Per molto tempo continuò a frequentare quel gruppo, dopo il lavoro: era sempre più presente in ogni attività, e un giorno fu invitata a partecipare a una manifestazione pubblica sotto al Comune, per richiedere che fosse loro riconosciuto ufficialmente un vero e proprio luogo di culto e poter così evitare di doversi continuare a ghettizzare in un garage privato. Lei si sentì fin da subito molto coinvolta e, quasi per sdebitarsi con quelle persone che erano state capaci di farla sentire così bene risolvendole col burqa quel brutto problema del senso di inadeguatezza, presa da moto istintivo si lanciò sui giornalisti presenti, non distanti dal gruppo di locali razzisti contestatori, e con tutta la passione e la foga del momento si aprì con la massima sincerità ai loro microfoni e alle loro telecamere, raccontando per filo e per segno tutto quello che le era successo da quando li aveva conosciuti. Convinta di testimoniare l’accoglienza e la disponibilità di quel gruppo di persone perbene, l’insolita storia consegnata alla stampa finì presto invece per ritorcersi drammaticamente contro la sua stessa protagonista: una volta uscita pubblicamente diventò molto conosciuta in città e, quando la voce arrivò alle orecchie dei dirigenti dell’autostrada finalmente regalò loro un appiglio burocraticamente valido per togliersi dai piedi la casellante islamica. Si dichiararono offesi dalla truffa subita, dall’inganno iniziale del velo che veniva tolto dopo il lavoro e della finta conversione, e a nulla valsero le repliche nel momento in cui le comunicarono, a mezzo stampa e di fronte a tutta la città, il licenziamento definitivo e irrevocabile.
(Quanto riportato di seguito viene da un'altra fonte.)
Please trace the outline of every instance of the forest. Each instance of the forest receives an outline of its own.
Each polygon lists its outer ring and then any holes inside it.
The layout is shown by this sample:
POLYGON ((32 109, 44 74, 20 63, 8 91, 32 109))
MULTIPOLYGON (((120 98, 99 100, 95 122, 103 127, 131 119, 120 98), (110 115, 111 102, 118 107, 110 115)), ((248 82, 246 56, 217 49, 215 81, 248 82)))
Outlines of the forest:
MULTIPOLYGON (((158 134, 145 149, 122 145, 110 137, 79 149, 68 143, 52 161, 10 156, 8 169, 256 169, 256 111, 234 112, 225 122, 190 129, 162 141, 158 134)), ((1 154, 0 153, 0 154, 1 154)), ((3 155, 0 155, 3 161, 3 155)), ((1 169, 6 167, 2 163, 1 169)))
La sera stessa la mia amica, disperata per aver perso il lavoro e avvilita dalla pubblica umiliazione subita, si andò a ubriacare, tanto grande era il suo dispiacere e, sopraffatta da uno scatto di rabbia improvvisa, di colpo prese la macchina e si lasciò andare lungo la sua amata autostrada a tutta velocità, fino a perdere il controllo della vettura nel tentativo di strapparsi di dosso quel vestito che alla fine dei giochi l’aveva condannata a rimetterci lo stipendio che le serviva per campare, restando fatalmente coinvolta nello schianto fulminante contro la monovolume di una famigliola felice, con tre bambini piccoli a bordo, di ritorno dalla settimana bianca.

Da allora ho capito che è meglio diffidare delle persone con un profilo migliore.